To Benjamin Franklin from Johann Adolf Behrends, 28 October 1778: résumé
From Johann Adolf Behrends3
ALS: American Philosophical Society
<Frankfurt am Main, October 28, 1778, in Latin: I am asking my good friend Mr. Bethmann,4 who is leaving for France, to bring you this letter. It expresses my admiration for you as founder of the fatherland, doctor of the human race on the matter of bodies’ electrical energy and illustrious member of the Republic of letters; most of all it tries to convey my boundless esteem for you as a human being. I burn with desire to meet you and render any service I can. Accept my congratulations on your appointment as foreign member of the French Royal Society of Medicine. May God grant you the freedom of your country!>
3. He signs himself Joann. Adolph. Behrends, M.D. Reipublicae Moeno francofurtensi Phÿsicus. Behrends (1740–1811) was appointed doctor for the city orphanage in 1782 and named first administrator at the medical institute founded by Frankfurt’s noted benefactor, Johann Christian Senckenberg. He was the author of Der Einwohner in Frankfurt in Absicht auf seine Fruchtbarkeit, Moralität und Gesundheit geschildert (Frankfurt, 1771): Biographisches Lexikon der hervorrangenden Aerzte aller Zeiten und Völker, August Hirsch, ed. (6 vols., Vienna and Leipzig, 1884–88), I, 372.

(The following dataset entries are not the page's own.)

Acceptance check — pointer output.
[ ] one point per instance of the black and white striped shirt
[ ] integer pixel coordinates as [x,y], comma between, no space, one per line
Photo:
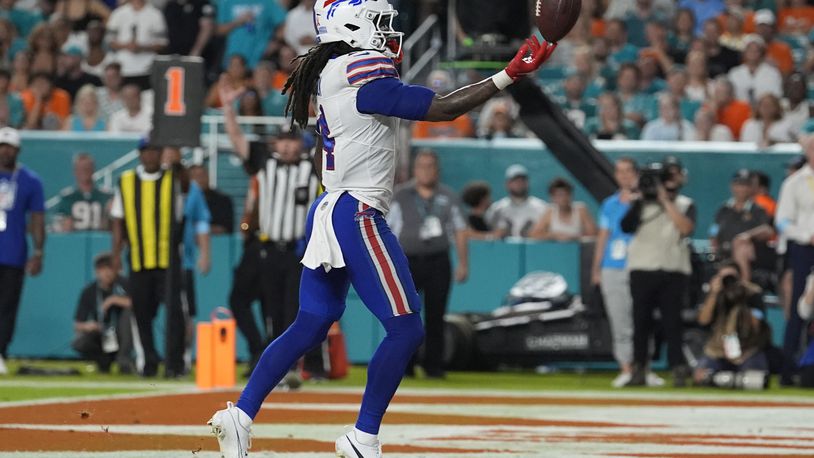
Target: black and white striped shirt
[284,194]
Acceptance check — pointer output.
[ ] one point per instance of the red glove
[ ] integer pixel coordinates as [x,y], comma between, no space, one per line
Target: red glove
[522,65]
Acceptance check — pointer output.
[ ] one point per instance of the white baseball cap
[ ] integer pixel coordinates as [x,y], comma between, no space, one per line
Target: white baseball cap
[9,136]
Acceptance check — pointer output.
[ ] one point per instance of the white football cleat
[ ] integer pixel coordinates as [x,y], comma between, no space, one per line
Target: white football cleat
[233,428]
[348,446]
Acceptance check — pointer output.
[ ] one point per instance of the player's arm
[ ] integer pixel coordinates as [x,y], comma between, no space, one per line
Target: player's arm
[228,95]
[527,60]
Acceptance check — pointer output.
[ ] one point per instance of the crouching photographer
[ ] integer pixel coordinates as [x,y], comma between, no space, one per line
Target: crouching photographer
[660,220]
[734,355]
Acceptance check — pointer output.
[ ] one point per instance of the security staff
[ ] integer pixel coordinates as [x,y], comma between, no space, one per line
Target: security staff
[270,268]
[795,222]
[146,213]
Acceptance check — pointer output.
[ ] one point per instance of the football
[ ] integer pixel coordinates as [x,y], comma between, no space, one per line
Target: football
[555,18]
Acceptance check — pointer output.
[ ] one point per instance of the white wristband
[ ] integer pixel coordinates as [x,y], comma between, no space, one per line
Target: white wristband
[502,80]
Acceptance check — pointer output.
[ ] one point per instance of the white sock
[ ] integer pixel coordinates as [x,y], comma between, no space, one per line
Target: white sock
[365,438]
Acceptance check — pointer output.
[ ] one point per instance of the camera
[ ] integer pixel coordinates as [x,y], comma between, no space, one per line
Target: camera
[651,177]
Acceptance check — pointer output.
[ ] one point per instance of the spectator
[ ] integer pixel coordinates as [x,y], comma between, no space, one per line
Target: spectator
[515,214]
[677,87]
[22,209]
[707,128]
[10,102]
[272,100]
[621,51]
[731,112]
[755,77]
[192,26]
[219,204]
[739,225]
[133,117]
[97,57]
[795,222]
[81,13]
[778,53]
[636,105]
[46,106]
[703,11]
[299,27]
[763,199]
[86,117]
[20,73]
[248,26]
[478,197]
[103,319]
[611,124]
[43,48]
[70,75]
[733,36]
[84,207]
[109,95]
[565,220]
[682,34]
[441,81]
[735,312]
[699,86]
[237,78]
[797,106]
[768,126]
[609,270]
[659,264]
[137,32]
[669,126]
[24,21]
[427,219]
[720,59]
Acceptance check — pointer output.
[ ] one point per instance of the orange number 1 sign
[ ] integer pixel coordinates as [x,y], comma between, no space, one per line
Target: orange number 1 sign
[175,106]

4. Either Johann Philipp (1715–1793), Simon Moritz (1721–1782) or Peter Heinrich Metzler (1744–1800) of the Frankfurt banking firm, Gebrüder Bethmann, which became the city’s leading competitor to the House of Rothschild: Udo Heyn, Private Banking and Industrialization: the Case of Frankfurt am Main, 1825–1875 (New York, 1981), p. 169 and passim. In an undated note, Bethmann indicates that he did stop by to see BF and JA one evening, without success, and would call again the following day. APS.